Le petit objet ailé s’éleva dans les airs, ouvrit sa grande bouche en direction du plafond et une page holographique en sorti.
_ « Ecris ce que je vais te dicter, et envoie le à Timcampy, qu’il le montre à Allen. »
Le dit Allen était en compagnie de Lenalee dans le réfectoire, à se goinfrer comme pas possible. Il n’avait pas vu sa sœur et s’était dit qu’elle était encore en train de dormir, n’osant pas aller la réveiller. Instinct de survie. Tim, qui était posé sur son épaule, sursauta et se tourna vers le blandinet avant d’afficher un message.
_ « Allen, pourrais-tu me rejoindre dans ma chambre un peu plus tard ? La dernière fois je n’ai finalement pas eu le temps de te parler de la prophétie. Désolée de te faire déplacer, c’est juste que ce matin je n’ai pas vraiment envie de sortir de ma chambre, et je ne passerais pas au réfectoire. Trop de monde. Ok c’est peut-être aussi mon côté égoïste flémarde, mais vraiment un tout petit peu.
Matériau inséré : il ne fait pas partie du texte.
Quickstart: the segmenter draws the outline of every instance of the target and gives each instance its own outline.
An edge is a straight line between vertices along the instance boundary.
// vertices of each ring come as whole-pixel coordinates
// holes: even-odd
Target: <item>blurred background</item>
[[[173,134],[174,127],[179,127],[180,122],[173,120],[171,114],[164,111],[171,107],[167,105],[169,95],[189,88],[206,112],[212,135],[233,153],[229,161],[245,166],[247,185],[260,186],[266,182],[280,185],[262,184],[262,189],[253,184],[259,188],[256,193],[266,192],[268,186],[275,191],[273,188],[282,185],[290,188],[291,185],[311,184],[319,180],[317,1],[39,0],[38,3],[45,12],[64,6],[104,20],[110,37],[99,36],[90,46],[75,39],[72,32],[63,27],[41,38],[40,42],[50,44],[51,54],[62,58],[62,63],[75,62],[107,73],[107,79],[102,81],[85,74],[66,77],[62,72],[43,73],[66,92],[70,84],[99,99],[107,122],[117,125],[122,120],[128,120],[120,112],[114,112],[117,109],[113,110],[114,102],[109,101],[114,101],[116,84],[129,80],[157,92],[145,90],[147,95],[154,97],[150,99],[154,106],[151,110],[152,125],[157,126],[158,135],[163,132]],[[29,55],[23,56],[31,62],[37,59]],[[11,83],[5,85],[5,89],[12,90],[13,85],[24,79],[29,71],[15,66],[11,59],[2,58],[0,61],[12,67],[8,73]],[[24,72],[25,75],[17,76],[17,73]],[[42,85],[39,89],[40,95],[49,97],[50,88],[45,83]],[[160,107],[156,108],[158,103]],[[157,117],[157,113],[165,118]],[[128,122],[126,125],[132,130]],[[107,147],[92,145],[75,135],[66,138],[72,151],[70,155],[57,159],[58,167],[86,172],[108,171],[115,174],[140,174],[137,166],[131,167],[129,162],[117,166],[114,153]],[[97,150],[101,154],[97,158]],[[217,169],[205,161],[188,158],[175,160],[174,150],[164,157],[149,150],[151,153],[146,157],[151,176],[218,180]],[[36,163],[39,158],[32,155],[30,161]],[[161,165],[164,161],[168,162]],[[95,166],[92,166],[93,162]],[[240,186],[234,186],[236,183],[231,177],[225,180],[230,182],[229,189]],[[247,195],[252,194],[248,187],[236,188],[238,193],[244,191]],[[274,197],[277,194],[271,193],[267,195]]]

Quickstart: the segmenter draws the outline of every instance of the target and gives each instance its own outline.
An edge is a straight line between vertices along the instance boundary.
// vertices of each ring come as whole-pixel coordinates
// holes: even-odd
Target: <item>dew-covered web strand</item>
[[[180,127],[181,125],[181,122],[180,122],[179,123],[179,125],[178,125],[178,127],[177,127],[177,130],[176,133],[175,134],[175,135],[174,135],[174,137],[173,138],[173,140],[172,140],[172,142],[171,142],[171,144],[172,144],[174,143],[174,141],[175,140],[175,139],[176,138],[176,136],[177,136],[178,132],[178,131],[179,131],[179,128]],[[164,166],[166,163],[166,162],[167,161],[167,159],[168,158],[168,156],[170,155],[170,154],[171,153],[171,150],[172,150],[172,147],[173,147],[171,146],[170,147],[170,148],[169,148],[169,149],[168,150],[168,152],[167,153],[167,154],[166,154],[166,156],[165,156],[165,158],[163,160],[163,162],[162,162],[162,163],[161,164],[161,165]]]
Ps : Lenalee peut venir si elle veut, c’est toujours un plaisir de la voir.
Signé : Moi. »
Lenalee, qui avait lu aussi esquissa un grand sourire en arrivant à la fin de la page. Allen prit un air exaspéré devant l’asociabilité de sa sœur.
_ « On y va dans un petit quart d’heure ? »
_ « Oui ! »
OoOoOoOoOoOoOoO
Allen et Lenalee étaient devant la porte de Gabrielle et toquèrent doucement.
_ « Entrez. »
Les deux arrivants entrèrent donc et tombèrent sur la jeune asociale, debout devant un énorme tableau tactile sortant de son golem. Il y avait une multitude d’équations mathématiques et de formules que Gabrielle étaient en train d’écrire.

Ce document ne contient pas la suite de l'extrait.